The IsletCore Program represents a triumph of resourcefulness and collaboration in biomedical research. By creating an efficient system for procuring, processing, and distributing human pancreatic islets, it has addressed a critical bottleneck in diabetes research. The program's rigorous approach to quality assessment—including detailed studies of islet behavior in culture—has provided researchers with reliable, well-characterized tissues that yield more reproducible and meaningful results.
The COVID-19 pandemic significantly disrupted operations, with multiple temporary closures resulting in a 41% reduction in organs processed during a 19-month period. Shipping disruptions also led to longer transit times, occasionally compromising islet quality upon arrival—highlighting the fragility of the distribution network even as demand continues to grow.

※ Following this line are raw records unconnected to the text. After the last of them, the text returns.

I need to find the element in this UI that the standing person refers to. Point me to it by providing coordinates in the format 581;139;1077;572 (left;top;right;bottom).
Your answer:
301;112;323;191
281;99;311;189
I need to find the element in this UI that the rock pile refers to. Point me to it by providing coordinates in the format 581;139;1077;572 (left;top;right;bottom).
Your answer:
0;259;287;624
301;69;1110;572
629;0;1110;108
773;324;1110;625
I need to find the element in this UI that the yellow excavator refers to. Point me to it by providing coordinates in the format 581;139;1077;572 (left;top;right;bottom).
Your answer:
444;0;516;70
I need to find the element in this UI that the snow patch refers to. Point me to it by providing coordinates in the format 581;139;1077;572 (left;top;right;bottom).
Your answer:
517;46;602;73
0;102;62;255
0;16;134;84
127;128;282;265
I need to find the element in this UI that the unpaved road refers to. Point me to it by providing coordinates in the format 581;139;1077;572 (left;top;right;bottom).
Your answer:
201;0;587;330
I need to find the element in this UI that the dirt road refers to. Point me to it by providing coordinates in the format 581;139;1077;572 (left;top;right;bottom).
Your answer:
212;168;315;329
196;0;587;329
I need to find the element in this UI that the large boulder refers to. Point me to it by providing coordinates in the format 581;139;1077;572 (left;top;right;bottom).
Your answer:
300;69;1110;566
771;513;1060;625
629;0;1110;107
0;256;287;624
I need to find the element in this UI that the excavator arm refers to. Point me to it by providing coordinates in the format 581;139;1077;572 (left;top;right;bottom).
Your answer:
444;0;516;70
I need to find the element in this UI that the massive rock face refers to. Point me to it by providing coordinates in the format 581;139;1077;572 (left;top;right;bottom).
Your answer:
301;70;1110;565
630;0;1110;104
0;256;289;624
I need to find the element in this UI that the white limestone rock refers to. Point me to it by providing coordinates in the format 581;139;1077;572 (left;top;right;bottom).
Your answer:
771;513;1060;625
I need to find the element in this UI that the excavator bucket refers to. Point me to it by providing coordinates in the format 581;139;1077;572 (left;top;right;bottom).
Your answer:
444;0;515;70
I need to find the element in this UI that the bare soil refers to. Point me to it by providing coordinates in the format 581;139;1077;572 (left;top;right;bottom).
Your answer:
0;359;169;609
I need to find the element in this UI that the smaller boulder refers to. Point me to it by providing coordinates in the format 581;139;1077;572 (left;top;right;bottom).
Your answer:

Looking ahead, programs like IsletCore will play an increasingly vital role in the diabetes research ecosystem. As scientists develop more sophisticated models of diabetes—including organoids, bioartificial pancreases, and stem cell-derived islets—the need for authentic human islets as a gold standard for comparison will only increase.
Through its first decade of operation, the IsletCore Program has demonstrated that strategic resource sharing can accelerate scientific progress. By ensuring that precious pancreatic tissues reach researchers with the ideas and expertise to study them most effectively, this innovative program continues to fuel discoveries that bring us closer to a world without diabetes.